Post entry point has the following methods

  • postForObject: convert and returns Object passed to it as the parameter. In case RestTemplate is not able to parse will throw RestClientException.
String apiUrl = "http://dummy.restapiexample.com/api/v1/create";
RestTemplate restTemplate = new RestTemplate();
HttpEntity<User> request = new HttpEntity<>(new User("Test"));

// post for Object, returns User Object
User user = restTemplate.postForObject(apiUrl, request, User.class);
assertThat(user, notNullValue());
assertThat(user.getName(), is("Temp"));
  • postForLocation: returns the Location of that newly created Resource.
// post for Location, returns URI
URI location = restTemplate.postForLocation(apiUrl, request);
assertThat(location, notNullValue());
  • postForEntity: Can be used to submit a Form and return ResponseEntity which can be used to get ResponseStatus code and other parameters
// post for Entity can be used to submit a Form

//setting header to "application/x-www-form-urlencoded"
HttpHeaders headers = new HttpHeaders();
headers.setContentType(MediaType.APPLICATION_FORM_URLENCODED);

// converting form variable to Map
MultiValueMap<String, String> map= new LinkedMultiValueMap<>();
map.add("salary", "123");
map.add("name", "Test");

// finally build Request
HttpEntity<MultiValueMap<String, String>> request = new HttpEntity<>(map, headers);

ResponseEntity<String> response = restTemplate.postForEntity(
  apiUrl, request , String.class);
  
assertThat(response.getStatusCode(), is(HttpStatus.CREATED));

Exchange call

Exchange entry point gives a more generic way of using HTTP calls.
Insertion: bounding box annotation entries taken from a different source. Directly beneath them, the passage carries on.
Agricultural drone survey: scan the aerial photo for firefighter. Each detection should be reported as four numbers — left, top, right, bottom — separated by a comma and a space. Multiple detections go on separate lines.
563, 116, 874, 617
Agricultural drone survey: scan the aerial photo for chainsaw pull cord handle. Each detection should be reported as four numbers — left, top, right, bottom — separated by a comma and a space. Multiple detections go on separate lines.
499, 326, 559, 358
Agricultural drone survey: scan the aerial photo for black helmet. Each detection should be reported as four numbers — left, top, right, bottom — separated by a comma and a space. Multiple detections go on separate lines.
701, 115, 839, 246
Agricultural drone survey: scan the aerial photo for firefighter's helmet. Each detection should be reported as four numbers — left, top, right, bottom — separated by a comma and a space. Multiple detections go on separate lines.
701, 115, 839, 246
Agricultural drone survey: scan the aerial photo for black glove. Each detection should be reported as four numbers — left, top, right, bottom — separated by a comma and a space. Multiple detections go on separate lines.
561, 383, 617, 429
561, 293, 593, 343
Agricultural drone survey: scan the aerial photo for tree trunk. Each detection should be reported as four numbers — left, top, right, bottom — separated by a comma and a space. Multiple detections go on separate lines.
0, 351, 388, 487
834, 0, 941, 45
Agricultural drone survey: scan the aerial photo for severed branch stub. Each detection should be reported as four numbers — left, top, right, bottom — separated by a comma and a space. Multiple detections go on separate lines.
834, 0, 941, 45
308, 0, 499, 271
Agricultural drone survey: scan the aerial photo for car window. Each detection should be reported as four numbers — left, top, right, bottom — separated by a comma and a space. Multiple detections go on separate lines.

We will see how we can do POST call using exchange method

String apiUrl = "http://dummy.restapiexample.com/api/v1/create";
RestTemplate restTemplate = new RestTemplate();
HttpEntity<User> request = new HttpEntity<>(new User("Temp"));
ResponseEntity<User> response = restTemplate
	.exchange(apiUrl, HttpMethod.POST, request, User.class);

assertThat(response.getStatusCode(), is(HttpStatus.CREATED));

DELETE

String entityUrl = "http://dummy.restapiexample.com/api/v1/update/2"
restTemplate.delete(entityUrl);

Common Methods

DELETE 	=> 	delete(url, java.lang.Object...)
	
GET 	=>	getForObject(url, responseType, urlVariables(Map))
			getForEntity(url, responseType, urlVariables)
	
POST 	=> 	postForLocation(url, responseType, urlVariables)
			postForObject(url, objToPost, responseType, urlVariables(Map))
	
PUT 	=> 	put(url, objToPost, urlVariables)

All methods throws RestClientException

Note

  • Internally the template uses HttpMessageConverter instances to convert HTTP messages to and from POJOs.
  • By default, the RestTemplate relies on standard JDK facilities to establish HTTP connections. You can switch to use a different HTTP library.
  • Such as Apache HttpComponents, Netty, and OkHttp through the HttpAccessor.setRequestFactory(org.springframework.http.client.ClientHttpRequestFactory) property.
  • More detail on Java Doc can be found here.